Porém, 2014 não é tão longe assim. São apenas sete anos. É logo ali, como a África. E é bastante possível dizer que boa parte dos diversos problemas do Brasil não será solucionada até lá. É claro que a tendência, ainda que incerta, é que o mercado evolua, que o nível educacional médio suba e que a estrutura do país como um todo melhore. Mas muito daquilo que atravanca o desenvolvimento nacional irá continuar acontecendo, principalmente se levar em conta que dificilmente o Estado diminuirá de tamanho de maneira significativa. Isso quer dizer que quem vai financiar a Copa de 2014 será ninguém que não o Poder Público. Muito provavelmente, será o dinheiro proveniente dos tributos que irá pagar a conta final do investimento realizado para sediar o evento.
 
O fato de o Estado ser o principal financiador de um evento esportivo como a Copa do Mundo gerará grandes distorções na aplicação dos investimentos.

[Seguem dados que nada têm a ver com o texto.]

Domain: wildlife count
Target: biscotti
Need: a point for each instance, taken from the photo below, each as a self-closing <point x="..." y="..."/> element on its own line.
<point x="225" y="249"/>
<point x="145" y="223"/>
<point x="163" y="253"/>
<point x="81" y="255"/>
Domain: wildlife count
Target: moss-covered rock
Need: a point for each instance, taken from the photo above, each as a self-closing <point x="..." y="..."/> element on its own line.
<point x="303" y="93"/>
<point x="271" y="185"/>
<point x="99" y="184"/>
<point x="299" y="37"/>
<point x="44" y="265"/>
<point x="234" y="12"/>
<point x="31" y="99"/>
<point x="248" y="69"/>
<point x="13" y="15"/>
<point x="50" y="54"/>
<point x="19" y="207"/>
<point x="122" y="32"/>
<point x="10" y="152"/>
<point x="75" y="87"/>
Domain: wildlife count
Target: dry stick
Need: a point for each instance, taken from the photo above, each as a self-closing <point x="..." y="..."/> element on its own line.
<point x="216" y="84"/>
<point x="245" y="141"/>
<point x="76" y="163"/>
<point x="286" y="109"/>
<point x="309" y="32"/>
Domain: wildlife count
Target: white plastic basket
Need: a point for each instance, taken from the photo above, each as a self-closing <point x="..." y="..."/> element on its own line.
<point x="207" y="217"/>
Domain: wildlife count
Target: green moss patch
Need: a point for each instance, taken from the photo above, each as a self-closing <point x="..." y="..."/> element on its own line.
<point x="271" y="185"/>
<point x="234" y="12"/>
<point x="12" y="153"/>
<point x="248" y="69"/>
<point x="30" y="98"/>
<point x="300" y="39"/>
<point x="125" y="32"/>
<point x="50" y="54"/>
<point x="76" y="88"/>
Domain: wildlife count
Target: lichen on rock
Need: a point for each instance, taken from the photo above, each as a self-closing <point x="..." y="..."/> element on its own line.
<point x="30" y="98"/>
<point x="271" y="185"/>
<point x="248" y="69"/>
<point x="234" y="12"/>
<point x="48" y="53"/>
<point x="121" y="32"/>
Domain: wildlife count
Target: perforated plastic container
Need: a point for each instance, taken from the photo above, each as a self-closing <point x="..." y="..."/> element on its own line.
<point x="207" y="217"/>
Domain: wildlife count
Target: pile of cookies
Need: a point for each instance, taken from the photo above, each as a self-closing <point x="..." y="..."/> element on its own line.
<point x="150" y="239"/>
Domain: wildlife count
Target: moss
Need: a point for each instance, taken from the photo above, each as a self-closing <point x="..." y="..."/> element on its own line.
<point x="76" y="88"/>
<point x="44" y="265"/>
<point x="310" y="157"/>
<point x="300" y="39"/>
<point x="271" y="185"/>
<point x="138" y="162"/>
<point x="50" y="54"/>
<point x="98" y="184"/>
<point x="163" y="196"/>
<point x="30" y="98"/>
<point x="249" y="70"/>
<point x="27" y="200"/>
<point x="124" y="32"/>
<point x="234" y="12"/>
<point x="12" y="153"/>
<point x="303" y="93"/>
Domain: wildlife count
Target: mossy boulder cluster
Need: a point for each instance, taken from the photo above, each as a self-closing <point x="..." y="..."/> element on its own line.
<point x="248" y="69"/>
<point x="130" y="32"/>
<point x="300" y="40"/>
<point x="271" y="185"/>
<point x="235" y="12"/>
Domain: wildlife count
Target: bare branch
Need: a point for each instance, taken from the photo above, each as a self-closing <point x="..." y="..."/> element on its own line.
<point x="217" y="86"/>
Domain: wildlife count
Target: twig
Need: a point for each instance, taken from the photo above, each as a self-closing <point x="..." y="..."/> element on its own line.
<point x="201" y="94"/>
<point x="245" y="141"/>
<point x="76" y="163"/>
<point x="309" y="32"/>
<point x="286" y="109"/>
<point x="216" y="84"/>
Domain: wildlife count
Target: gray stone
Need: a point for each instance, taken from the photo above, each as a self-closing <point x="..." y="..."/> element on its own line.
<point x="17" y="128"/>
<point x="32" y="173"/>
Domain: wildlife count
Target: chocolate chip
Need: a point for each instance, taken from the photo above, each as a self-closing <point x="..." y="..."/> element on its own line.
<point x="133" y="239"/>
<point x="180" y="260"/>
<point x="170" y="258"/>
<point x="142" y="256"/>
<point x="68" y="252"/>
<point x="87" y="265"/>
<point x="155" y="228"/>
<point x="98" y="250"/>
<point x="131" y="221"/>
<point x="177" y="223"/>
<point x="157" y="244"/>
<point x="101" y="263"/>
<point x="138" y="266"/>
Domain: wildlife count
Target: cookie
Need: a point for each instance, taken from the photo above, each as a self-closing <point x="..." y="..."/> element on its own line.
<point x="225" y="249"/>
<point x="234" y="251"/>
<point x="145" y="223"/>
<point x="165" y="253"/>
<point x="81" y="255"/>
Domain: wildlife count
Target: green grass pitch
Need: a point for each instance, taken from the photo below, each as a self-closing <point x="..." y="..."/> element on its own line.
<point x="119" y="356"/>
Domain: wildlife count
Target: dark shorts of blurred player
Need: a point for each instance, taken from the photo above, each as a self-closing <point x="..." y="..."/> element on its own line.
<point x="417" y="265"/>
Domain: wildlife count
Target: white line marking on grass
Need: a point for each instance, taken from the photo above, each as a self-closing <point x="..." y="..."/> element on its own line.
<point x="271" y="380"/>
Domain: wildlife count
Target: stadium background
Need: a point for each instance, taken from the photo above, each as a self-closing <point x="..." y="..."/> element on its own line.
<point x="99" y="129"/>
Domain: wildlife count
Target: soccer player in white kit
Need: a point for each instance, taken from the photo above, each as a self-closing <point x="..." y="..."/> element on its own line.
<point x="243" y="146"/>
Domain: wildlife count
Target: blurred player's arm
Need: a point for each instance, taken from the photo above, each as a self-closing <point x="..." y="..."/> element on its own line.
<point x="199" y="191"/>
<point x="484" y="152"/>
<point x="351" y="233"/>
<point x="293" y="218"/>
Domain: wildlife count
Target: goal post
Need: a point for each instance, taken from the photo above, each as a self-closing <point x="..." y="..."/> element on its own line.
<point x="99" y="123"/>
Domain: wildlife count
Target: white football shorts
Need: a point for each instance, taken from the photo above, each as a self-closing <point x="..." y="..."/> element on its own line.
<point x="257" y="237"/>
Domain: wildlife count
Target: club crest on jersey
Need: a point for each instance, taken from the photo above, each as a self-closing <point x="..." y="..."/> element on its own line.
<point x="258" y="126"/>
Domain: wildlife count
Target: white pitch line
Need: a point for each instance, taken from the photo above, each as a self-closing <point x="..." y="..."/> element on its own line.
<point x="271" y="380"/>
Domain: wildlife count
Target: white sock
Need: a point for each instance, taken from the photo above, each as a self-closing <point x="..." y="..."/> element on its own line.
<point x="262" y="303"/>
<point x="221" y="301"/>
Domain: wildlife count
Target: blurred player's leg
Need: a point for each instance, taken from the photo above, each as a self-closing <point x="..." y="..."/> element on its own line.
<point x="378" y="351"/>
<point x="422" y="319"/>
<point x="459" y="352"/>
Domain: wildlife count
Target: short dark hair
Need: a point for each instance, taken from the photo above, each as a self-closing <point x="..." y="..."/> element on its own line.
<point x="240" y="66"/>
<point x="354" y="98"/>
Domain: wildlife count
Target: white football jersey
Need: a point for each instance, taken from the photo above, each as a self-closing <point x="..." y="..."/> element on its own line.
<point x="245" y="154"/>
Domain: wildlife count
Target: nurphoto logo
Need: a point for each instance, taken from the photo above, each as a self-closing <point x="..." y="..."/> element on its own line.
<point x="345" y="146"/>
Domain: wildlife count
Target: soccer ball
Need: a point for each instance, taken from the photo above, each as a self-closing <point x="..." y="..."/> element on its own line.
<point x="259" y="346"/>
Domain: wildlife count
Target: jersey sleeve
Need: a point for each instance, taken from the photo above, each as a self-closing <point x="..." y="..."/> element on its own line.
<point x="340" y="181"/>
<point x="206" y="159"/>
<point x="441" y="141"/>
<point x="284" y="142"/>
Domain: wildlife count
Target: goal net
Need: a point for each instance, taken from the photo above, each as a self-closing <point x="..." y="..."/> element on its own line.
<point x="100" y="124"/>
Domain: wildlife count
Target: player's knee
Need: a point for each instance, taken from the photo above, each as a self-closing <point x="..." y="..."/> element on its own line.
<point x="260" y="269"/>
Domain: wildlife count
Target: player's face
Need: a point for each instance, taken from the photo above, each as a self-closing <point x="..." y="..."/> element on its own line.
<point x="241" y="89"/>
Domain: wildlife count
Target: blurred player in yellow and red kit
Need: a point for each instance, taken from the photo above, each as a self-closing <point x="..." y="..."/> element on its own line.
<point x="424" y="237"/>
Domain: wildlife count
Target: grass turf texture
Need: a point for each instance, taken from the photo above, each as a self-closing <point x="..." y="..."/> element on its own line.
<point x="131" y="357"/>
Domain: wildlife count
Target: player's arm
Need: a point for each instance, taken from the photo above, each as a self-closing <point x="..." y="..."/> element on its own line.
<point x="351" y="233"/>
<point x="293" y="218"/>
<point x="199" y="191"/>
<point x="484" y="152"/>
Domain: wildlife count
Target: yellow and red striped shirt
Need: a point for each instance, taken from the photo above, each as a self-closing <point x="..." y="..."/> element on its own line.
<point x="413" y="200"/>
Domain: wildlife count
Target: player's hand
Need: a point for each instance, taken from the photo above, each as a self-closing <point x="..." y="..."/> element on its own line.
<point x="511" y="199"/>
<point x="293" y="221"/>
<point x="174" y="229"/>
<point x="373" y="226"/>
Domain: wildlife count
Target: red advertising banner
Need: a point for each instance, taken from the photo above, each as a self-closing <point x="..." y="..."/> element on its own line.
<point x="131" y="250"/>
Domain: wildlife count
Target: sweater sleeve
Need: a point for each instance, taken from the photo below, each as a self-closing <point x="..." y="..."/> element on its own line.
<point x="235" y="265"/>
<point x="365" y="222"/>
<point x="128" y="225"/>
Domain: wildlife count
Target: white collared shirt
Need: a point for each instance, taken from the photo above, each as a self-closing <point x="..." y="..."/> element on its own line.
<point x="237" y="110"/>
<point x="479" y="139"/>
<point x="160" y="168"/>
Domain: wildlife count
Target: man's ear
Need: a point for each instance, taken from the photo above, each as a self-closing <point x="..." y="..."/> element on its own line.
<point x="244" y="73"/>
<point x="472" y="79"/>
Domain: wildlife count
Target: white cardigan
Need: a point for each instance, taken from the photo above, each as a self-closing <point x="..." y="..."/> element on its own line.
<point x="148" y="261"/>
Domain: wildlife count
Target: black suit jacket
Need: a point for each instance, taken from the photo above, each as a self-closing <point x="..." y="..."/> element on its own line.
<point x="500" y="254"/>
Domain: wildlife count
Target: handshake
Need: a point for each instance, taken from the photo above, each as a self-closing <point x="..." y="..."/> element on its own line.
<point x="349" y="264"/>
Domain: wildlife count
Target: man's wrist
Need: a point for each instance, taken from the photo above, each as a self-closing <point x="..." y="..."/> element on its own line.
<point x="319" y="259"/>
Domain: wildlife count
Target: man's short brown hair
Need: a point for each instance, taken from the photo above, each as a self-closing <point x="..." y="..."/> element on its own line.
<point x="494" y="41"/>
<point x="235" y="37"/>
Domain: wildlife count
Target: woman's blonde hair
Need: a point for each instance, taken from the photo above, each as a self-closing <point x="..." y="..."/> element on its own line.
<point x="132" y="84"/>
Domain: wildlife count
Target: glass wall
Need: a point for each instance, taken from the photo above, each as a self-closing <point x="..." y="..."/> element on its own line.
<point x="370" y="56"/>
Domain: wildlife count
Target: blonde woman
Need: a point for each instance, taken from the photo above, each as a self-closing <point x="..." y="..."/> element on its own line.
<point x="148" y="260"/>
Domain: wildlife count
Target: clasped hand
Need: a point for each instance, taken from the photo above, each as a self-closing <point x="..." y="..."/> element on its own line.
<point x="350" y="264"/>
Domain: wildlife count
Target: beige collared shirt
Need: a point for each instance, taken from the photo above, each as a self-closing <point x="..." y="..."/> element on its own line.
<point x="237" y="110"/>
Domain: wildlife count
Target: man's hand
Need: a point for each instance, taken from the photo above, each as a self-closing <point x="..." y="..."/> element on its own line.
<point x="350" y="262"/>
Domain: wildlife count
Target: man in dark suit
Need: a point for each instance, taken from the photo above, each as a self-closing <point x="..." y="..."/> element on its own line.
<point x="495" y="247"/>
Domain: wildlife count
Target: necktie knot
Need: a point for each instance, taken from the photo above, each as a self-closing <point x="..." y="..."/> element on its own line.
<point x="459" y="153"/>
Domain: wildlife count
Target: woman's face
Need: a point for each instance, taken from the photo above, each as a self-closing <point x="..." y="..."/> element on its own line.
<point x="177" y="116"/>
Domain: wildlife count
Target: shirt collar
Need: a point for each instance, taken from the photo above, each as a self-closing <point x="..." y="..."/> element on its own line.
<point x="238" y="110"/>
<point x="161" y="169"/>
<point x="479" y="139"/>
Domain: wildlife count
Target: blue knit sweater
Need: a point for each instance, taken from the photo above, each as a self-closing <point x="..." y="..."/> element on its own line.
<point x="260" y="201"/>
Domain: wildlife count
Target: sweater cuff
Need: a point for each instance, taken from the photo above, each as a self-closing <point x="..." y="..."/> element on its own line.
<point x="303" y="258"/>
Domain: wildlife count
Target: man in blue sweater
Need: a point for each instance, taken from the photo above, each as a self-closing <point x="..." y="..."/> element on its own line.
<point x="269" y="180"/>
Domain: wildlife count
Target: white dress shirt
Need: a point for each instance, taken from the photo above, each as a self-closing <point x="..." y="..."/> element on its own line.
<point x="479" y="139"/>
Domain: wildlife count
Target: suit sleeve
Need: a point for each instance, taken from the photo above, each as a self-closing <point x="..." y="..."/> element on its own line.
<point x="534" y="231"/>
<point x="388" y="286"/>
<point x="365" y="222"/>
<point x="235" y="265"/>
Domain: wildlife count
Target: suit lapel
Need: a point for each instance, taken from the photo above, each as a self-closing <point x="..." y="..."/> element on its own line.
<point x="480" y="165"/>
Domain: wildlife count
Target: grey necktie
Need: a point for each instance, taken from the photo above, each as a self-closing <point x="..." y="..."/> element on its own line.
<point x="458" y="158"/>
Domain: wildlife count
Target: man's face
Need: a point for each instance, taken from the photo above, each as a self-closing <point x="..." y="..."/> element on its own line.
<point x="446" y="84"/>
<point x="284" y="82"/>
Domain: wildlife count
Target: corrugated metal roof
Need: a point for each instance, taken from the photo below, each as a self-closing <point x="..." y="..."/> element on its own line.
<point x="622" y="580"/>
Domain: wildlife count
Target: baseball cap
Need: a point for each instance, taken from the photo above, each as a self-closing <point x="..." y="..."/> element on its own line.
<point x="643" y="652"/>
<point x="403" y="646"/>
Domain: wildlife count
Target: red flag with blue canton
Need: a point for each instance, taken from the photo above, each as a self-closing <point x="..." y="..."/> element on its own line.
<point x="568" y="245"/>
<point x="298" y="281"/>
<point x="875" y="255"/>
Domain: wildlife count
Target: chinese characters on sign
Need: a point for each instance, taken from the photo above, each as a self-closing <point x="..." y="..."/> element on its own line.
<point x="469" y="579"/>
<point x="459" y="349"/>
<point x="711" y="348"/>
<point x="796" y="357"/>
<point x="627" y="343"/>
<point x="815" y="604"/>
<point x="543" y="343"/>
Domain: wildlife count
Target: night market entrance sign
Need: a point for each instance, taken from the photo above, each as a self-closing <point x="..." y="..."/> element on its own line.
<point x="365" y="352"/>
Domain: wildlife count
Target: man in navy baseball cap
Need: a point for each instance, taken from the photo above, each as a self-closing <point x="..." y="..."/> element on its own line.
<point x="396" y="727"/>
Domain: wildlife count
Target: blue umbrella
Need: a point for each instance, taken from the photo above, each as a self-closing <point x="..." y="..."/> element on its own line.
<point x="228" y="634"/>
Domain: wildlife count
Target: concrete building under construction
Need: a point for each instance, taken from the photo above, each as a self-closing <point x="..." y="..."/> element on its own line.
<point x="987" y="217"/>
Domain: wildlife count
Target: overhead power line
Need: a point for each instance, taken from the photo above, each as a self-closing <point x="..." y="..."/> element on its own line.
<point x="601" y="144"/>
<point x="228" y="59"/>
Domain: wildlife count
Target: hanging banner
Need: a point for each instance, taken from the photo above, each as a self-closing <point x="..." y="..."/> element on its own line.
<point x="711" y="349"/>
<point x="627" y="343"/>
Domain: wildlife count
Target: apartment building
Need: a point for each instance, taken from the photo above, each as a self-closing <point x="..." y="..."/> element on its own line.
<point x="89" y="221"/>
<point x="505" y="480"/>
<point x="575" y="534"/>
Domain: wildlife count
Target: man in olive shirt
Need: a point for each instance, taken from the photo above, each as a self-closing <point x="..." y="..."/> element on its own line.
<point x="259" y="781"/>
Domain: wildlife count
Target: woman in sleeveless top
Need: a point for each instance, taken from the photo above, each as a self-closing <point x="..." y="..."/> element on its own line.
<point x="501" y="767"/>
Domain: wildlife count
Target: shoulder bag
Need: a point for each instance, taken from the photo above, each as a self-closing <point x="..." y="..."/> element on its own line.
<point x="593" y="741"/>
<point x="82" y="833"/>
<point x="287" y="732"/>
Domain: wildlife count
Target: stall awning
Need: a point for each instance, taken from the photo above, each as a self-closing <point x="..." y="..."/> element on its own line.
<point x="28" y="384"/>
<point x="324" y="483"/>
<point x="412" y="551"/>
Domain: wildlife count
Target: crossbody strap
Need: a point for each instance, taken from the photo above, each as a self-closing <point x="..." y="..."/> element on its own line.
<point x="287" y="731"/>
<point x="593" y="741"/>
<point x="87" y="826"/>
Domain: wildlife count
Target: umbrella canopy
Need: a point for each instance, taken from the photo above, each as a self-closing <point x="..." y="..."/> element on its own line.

Projetos serão escolhidos com critérios subjetivos, os materiais utilizados podem não ser da qualidade necessária, e a avaliação final dos resultados será muito mais política do que técnica. Problemas como estouros orçamentários e atraso de obras serão comuns, além de possíveis mudanças nos projetos durante a execução. E, talvez o pior de tudo isso, os projetos serão pensados muito mais pelo viés do retorno político da obra do que pela sua sustentabilidade.
 
Um caso clássico desse tipo de posicionamento foi o estádio Delle Alpi, da Juventus de Turim. Construído pelo poder público para a Copa de 1990 na Itália, o estádio virou uma dor de cabeça para o futebol italiano, principalmente para a Juventus, que se tornou dona do espaço. O estádio é enorme, suntuoso e bonito por fora. Porém, é frio, extremamente disfuncional, e tem lugares onde não é possível ter uma visão completa do gramado, que por sua vez fica longe das arquibancadas por conta de uma pista de atletismo que, pelo que me consta, foi utilizada uma única vez desde que o estádio foi inaugurado, quase vinte anos atrás. Não por acaso, a média de público da Juventus é pífia, quase no mesmo nível de jogo do Campeonato Brasileiro. O estádio foi parte do legado deixado pelo investimento público na Copa do Mundo.
 
Além desses problemas práticos de se investir o dinheiro público na realização de um evento do tamanho da Copa, há de se questionar como que um torneio como esse pode gerar um legado estrutural para o país. Afinal, melhorias estruturais, transporte, segurança, et al, são obrigações do Estado. É pra isso que eu e você pagamos impostos. Não precisa que aconteça um evento desse tipo para que o poder público pense em se mexer. Se, por exemplo, disserem que a Copa do Mundo trará melhorias na segurança pública do país, quem está pagando a Copa é o governo e todo mundo sabe que o país precisa de melhorias na segurança, por que esperar uma Copa do Mundo pra fazer isso? A mesma coisa vale para melhoria nas estradas e nos aeroportos. Todo mundo sabe que precisa melhorar. Precisa realmente da motivação futebolística para desamarrar os nós e fazer a coisa funcionar?
 
Não faz sentido.
 
Como também não faz sentido acreditar que os novos estádios serão uma benesse para o futebol brasileiro. O país ainda sofre com a herança da última vez que tentaram fazer estádios grandes e modernos, durante a ditadura militar. Criou-se, então, uma estrutura imaginária para o futebol nacional que acabou não se sustentando com a queda do regime. Desde então, o país sofre com o peso dos elefantes brancos. Ou melhor, com os amplos espaços vazios dos estádios, típicos de projetos feitos sem perspectiva de futuro e sustentabilidade, pensados unicamente no afã do momento político da inauguração. Igualzinho ao que provavelmente vai acontecer com a Copa de 2014.
 
O Pan indica que a iniciativa privada brasileira ainda não está muito disposta a investir em um evento esportivo. Em sete anos, dependendo, é possível que o cenário mude, mas não muito. Como a Copa do Mundo é imensuravelmente maior que o Pan, é óbvio que a boa vontade dos investidores privados deve aumentar. Entretanto, os ganhos políticos proporcionados pela Copa também serão enormes, principalmente se for levado em conta que 2014 é ano de eleição presidencial e para governador. Com isso, talvez a própria vontade de investimento público (dinheiro) por retorno político (voto) acabe sufocando o investimento privado. Dessa forma, pouca coisa deve mudar mesmo.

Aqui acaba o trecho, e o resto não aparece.